One of the technologies which experts believe will transform this particular area can be described as blockchain technology. Blockchain transactions can be applied to almost everything, from personal information to work history and financial information. It'll be very interesting to watch the impact that blockchain--alongside other technologies--has on the cybersecurity of our data.
Though some believe that automation and similar modern H.R. technology trends eliminate the human element out of the equation, it might be the other way around. Let's closely examine the impressive capabilities these tools provide regarding personalization or getting the right talent in. We'd soon realize that they may be helping companies improve their human-centric process. How? by letting H.R. professionals concentrate on areas of strategic importance and actual human contact, taking them off of tasks that are easily done by computers.

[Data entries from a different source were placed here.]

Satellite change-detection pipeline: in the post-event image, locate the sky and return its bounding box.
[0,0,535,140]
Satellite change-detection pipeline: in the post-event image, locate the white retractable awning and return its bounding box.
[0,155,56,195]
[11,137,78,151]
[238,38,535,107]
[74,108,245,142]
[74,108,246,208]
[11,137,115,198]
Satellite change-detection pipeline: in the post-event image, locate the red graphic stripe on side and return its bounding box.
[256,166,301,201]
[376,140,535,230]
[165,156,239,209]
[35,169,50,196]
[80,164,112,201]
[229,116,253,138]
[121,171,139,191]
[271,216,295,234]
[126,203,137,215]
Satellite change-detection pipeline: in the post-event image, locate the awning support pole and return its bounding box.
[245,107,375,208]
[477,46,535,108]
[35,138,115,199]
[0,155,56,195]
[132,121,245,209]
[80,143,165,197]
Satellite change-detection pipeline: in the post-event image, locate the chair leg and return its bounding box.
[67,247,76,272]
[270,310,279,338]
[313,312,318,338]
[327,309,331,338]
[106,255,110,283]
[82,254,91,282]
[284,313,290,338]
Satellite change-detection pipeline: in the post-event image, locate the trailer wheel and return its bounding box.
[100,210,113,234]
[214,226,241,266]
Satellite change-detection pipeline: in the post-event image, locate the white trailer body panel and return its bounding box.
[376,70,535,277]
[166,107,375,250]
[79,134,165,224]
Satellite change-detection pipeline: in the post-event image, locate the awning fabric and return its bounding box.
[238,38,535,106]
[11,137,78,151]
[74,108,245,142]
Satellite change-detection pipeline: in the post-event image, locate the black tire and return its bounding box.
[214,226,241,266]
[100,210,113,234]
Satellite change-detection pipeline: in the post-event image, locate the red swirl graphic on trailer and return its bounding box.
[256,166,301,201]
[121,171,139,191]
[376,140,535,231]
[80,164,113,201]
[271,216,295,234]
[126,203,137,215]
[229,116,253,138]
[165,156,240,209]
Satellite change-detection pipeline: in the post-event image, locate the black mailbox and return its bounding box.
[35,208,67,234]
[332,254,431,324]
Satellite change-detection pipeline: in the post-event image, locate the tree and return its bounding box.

The most significant benefit of these new H.R. technology developments is that they are not designed to replace human beings. Instead, it's meant to assist people in making stronger connections as professionals and as coworkers and provide more fulfilling jobs in which they can advance.
But the best rule for trends of all kinds, regardless of industry, is to not be a slave to them. For example, have you noticed that your main competitor has introduced a new device for team training or efficiency (and claims to have it)? You should ask yourself if you need this tool as well. Perhaps a single H.R. software will be more effective? Perhaps developing a custom H.R. application will be able to meet your employees' requirements more specifically?